PTP can coexist with normal network traffic on standard Ethernet using transparent switches and 1588 boundary clocks. A boundary clock simply serves as a time-transfer standard between the subnets defined by routers or other network devices. The boundary clock has a network connection to each of the subnets. Ordinary clocks within each subnet synchronize with the boundary clock. The boundary clock resolves all of the times of the several subnets by establishing a parent-child hierarchy of clocks. However, use of cascading boundary clocks can cause nonlinear time offsets to accumulate in the servo loops that generate these clock signals, degrading their accuracy to an unacceptable degree.
Another current trend is to equip all BTSs with a GPS clock, including the BTSs serving non-CDMA networks.
New wireless technologies such as 3G (third generation) or fourth generation and B3G (beyond 3G) are being developed with a view to enable network operators to offer users a wider range of more advanced services while achieving greater network capacity through improved spectral efficiency. Also, one of the most significant features of 3G mobile technology is that it supports greater numbers of voice and data customers, especially in urban areas, and higher data rates at lower incremental cost than 2G. Services they can offer include wide-area wireless voice telephony and broadband wireless data.
It is another current trend for operators to investigate the possibility of providing a small wireless network within a home, or a small area of coverage with a limited number of users. Such a small network includes a small radio base station (RBS), also called a “femto RBS”, (the term “femto” intends to indicate that the coverage area is relatively small), or “home RBS” that provides coverage over a “femto cell” for the end users when at home or inside a building where the wireless signals are significantly weaker than that outside.
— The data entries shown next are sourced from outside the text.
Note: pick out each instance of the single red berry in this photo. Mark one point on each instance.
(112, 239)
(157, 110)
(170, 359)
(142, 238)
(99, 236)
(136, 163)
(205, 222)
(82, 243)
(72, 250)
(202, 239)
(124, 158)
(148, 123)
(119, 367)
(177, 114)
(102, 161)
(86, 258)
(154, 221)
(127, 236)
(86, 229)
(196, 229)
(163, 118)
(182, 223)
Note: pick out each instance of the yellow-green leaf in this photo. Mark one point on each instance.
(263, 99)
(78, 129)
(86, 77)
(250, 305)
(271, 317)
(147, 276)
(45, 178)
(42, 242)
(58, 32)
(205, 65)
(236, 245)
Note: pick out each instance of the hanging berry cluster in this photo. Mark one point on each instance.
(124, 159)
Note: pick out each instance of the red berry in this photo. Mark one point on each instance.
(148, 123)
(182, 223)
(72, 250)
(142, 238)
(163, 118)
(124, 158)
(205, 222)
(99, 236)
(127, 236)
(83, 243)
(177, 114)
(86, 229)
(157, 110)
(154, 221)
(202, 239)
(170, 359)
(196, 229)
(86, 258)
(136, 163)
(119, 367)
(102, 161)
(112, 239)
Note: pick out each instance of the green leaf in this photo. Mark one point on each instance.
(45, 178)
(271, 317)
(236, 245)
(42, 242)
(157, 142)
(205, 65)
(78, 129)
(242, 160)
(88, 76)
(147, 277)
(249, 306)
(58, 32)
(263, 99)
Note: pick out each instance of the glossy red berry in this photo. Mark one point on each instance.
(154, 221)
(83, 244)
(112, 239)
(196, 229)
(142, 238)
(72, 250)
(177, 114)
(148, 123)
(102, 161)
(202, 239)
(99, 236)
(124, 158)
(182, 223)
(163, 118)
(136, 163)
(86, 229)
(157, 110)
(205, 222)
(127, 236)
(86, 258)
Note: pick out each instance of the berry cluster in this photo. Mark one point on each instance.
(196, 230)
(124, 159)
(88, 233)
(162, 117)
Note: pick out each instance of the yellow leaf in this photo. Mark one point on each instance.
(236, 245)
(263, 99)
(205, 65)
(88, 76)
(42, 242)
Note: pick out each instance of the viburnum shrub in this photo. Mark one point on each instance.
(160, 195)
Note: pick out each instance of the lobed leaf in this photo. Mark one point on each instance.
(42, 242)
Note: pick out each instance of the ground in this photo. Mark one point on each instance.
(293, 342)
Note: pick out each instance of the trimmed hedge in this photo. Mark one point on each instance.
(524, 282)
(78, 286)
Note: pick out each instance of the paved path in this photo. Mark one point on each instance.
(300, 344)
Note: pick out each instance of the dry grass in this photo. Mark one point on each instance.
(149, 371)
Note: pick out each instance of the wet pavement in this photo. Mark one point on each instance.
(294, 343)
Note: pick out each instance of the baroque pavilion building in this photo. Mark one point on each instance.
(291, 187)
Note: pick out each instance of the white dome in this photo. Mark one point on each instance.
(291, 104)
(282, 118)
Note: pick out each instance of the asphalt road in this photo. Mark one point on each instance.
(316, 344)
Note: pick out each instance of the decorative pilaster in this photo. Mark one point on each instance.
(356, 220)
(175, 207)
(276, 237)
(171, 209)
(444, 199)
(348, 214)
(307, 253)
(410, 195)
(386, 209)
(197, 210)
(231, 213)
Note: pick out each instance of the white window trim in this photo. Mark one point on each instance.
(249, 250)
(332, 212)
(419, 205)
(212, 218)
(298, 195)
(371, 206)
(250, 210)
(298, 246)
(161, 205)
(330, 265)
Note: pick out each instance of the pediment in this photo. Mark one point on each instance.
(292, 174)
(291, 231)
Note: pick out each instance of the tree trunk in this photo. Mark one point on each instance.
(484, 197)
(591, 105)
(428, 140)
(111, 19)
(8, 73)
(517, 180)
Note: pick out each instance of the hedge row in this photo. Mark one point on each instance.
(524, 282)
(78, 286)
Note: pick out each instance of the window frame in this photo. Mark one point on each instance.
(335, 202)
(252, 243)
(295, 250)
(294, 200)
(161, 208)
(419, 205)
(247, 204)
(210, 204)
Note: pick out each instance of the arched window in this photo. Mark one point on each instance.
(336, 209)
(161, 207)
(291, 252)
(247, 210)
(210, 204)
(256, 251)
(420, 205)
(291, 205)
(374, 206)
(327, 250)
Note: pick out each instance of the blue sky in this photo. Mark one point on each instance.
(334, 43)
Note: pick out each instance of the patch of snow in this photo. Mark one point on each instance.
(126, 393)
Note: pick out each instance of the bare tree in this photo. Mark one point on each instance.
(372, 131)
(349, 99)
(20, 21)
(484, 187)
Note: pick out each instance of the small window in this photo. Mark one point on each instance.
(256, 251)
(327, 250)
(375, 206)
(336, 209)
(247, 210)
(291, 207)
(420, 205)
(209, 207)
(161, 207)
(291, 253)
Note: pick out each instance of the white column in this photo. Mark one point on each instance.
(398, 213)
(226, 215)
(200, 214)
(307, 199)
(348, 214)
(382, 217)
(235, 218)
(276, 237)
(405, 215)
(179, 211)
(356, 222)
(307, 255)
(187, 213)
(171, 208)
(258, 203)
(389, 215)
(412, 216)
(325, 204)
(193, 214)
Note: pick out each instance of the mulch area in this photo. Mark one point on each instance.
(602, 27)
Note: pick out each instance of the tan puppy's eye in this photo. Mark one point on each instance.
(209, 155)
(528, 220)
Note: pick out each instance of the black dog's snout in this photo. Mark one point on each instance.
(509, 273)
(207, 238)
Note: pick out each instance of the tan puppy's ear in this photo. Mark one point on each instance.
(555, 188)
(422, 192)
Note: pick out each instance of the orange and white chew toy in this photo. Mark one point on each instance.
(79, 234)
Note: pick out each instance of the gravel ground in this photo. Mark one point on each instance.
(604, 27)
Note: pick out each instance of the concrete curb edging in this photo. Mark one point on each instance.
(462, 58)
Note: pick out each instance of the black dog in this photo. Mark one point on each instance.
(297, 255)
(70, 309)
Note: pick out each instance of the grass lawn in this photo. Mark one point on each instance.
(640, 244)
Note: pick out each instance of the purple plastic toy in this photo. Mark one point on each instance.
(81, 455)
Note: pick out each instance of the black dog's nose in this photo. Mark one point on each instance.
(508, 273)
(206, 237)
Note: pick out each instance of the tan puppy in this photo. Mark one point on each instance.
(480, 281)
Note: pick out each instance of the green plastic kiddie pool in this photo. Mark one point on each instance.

There are different architectures proposed for such femto-cells.
To summarize, different communication networks have different synchronization specifications and different services require different synchronization accuracies. A synchronization process usually needs a few hundreds milliseconds to plural seconds even minutes, and also the nodes need to be equipped with a tracking mechanism. This diversity results in implementation difficulties in wireless devices and intermediate equipment and results in wasteful use of system resources due to in-band signaling and complexity of the actual implementations of the synchronization functionality. The emerging technologies and systems must take these issues into account and provide for better use of available resources and enable better services at lower costs.
Therefore, there is a need to improve synchronization within an wireless access network and among wireless communications networks in general, both with a view to enhance the services offered to mobile device users and to provide for a better use of the available resources (such as bandwidth). This need is more relevant to emerging femto-cell technologies and to the respective home electronic devices.